You see the RAND study did not even address the issue of whether or not future funding was likely.   Nor did it consider what might happen to existing patients on Medicaid if the system breaks from expanding it beyond realistic available resources.    Many have viewed public welfare programs as a "safety net."  Using this analogy, the strength of the net is related to the ability of taxpayers to fund it and the number of welfare recipients is the load on the net.   What happens to those currently in the net if the net breaks due to more people piling onto it?    What happens to those newly dependent on the system only to have it break down? 

What I am saying is that the reality is not nearly as simple as "expand the system or you are voting to kill people."    That sort of thinking is for perpetual adolescents.    Rational adults must factor in the probability that the imagined funding for the expansion will actually materialize and be sustained.  Additionally, they will consider the risk to those currently served should the funding, and thus the system it supports, suffer catastrophic collapse due to arrogant miscalculations about the real vs. imagined capabilities of our would-be saviors from D.C.   Teenagers think they can handle anything.   Accident insurance tables tell a different story.

The truth may be just the opposite of the conclusion implied by the RAND study.    Rather than providing longer life to more people, an unsustainable attempt at expansion might cost more years from more lives than doing nothing.     Leftists may be literally betting the lives of those currently on Medicaid that Obama knows what he's doing.    If one's confidence in the Resident does not rise to that level, then caution is advised.

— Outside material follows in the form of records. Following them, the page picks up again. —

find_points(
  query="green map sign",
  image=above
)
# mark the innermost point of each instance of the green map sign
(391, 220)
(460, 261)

All this presumes, or at least does not challenge the idea, that the government ought to be in the business of providing health care to citizens paid for by taxes forcibly collected from other citizens.   That's not my philosophical position, but its where most people are now and given where we are now I think its what we have to do, so I analyzed the policy from that viewpoint.    But real adults could consider even deeper questions.    For example, would it be "moral" to make all citizens of Arkansas permanent slaves in order to lengthen the life of one person for ten years?       If it would not, then what about lengthening the lives of two people for ten years?  Still not a good deal?

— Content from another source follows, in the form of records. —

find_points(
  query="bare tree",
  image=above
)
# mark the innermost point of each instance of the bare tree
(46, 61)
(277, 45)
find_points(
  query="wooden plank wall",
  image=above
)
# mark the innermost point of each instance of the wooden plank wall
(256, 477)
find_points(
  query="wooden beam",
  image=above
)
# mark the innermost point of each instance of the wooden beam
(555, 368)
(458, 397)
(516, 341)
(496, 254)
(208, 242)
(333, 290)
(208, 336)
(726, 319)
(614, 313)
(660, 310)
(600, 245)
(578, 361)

Perhaps the answer should be that it is immoral to make slaves of someone, even to add years to one's life, and the number slaved vs. the years saved does not morally matter.     Yet this is the slippery slope we find ourselves descending because we have been able for a half a century to grow the welfare state on credit.  In the recent past we could say "yes" on credit and help people at once while deferring till later the thorny question of who was going to have to spend years of their life slaving away to pay the bill.    We are running out of credit, and further purchases of welfare will soon have to be paid for on a cash basis.

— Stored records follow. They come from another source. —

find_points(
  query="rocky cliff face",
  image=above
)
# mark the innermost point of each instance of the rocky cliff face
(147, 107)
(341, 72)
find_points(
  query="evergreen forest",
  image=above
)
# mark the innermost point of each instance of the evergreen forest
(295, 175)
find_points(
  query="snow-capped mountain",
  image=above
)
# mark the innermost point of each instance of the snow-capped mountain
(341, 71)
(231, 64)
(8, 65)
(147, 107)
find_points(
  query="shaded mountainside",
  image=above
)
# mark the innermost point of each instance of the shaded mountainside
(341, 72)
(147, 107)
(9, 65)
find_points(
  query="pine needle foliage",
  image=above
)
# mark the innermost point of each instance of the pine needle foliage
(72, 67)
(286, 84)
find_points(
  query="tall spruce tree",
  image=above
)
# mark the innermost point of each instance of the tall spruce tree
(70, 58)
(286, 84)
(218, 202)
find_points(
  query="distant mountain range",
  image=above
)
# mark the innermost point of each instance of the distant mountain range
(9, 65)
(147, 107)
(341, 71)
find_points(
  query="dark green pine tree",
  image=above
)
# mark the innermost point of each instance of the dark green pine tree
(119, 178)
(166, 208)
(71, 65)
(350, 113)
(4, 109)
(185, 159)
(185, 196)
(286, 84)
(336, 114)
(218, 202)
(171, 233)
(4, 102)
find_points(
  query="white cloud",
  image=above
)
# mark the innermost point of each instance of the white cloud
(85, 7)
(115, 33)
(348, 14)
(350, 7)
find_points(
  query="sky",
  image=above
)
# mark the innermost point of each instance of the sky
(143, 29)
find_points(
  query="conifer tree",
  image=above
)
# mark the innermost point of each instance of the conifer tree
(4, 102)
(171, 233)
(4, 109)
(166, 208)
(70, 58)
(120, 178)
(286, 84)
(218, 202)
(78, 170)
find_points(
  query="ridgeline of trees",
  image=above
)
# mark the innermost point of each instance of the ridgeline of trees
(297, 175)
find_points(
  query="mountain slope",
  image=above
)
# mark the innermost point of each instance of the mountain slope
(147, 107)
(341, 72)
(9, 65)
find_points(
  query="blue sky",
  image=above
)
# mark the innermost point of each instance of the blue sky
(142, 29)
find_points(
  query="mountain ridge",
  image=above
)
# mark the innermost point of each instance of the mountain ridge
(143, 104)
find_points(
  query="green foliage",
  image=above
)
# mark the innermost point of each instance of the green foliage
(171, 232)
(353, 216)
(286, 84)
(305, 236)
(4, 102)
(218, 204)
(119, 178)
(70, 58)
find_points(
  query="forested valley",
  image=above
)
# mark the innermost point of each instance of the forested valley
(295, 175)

And I am not saying that we have to accept current under-65 death rates either.   I am only saying that we have to find other, more subtle, ways of lowering such rates.   Such ways are often beyond the power of the blunt instrument of government to deliver.    Primary among them would be an increase in personal morality and responsibility.    An increase in private charity could reduce such death rates, but implementation of this outcome is hampered in part by a wide-spread belief that only government solutions are real solutions.  Any solution more subtle than smothering the problem in a dump-truck load full of taxpayer dollars is scoffed at by perpetual adolescents.

The battle will be fierce, I hope the grown-ups stand their ground.